Los individuos, que se desplazaban en un vehículo, portaban metralleta Uzi, escopeta, pistola, chaleco antibalas y otros pertrechos militares y, según las autoridades, se disponían a cometer varios atracos cuando fueron contactados por una patrulla policial.
Entre las crónicas sobre violencia y delincuencia se resaltan los asesinatos de una enfermera de la Fuerza Aérea y de otro militar, en Santo Domingo Este; la muerte a balazos de un ingeniero en Cristo Rey; la ejecución de un empresario del transporte en la avenida Winston Churchill y el linchamiento de un secuestrador en San Cristóbal.

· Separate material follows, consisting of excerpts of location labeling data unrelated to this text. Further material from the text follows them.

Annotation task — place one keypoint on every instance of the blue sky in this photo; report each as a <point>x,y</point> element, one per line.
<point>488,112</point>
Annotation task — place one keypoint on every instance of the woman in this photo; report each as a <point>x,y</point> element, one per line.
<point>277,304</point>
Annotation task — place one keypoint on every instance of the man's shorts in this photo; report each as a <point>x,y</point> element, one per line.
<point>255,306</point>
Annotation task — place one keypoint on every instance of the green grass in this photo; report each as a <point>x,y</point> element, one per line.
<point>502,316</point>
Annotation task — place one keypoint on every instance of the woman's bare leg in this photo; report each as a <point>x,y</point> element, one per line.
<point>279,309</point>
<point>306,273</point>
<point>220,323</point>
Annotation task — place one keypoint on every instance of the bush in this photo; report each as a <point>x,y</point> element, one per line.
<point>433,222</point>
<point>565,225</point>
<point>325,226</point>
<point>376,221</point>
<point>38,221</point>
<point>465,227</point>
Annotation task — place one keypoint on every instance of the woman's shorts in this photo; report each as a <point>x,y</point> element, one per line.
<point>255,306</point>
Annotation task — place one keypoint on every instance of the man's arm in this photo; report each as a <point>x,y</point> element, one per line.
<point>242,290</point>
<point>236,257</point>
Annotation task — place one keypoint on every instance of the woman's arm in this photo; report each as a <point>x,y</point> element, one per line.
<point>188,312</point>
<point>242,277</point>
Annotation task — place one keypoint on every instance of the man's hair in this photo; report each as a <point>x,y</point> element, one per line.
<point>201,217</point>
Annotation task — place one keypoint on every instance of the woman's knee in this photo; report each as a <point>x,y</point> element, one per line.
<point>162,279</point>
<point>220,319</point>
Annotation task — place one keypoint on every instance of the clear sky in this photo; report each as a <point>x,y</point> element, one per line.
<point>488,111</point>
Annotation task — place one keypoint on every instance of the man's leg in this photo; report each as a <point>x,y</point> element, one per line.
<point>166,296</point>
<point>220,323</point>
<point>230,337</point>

Son numerosas las denuncias sobre atracos, asaltos y robos en plazas, avenidas y arterias comerciales, así como en barrios populares, sectores residenciales y en las autopistas que conducen a los aeropuertos Las Américas y Cibao.
Los más de 15 mil agentes policiales que patrullan los perímetros urbanos resultarían insuficientes ante un posible rebrote de la delincuencia estimulado por la gran circulación de dinero después de la entrega de la regalía navideña a empleados públicos y privados.
Es por eso que se insiste en advertir a la ciudadanía sobre la necesidad de adoptar cuantas medidas sean pertinentes para evitar ser objeto de atraco, robo o asalto y de perder la vida a manos de tantos forajidos que pretenden hacer su agosto en Navidad.
Aunque no pocos presuntos delincuentes han caído en mentados intercambios de disparos con la Policía, preocupa el elevado número de asesinatos, secuestros, violaciones y otros crímenes violentos reportados durante diciembre, por lo que ya se habla de rebrote de delincuencia.
Autoridades y ciudadanía están en obligación y deber de evitar a toda costa que la delincuencia subyugue el sosiego familiar, los primeros por vía de la persecución de crímenes y delitos y los segundos, a través de la prevención y moderación.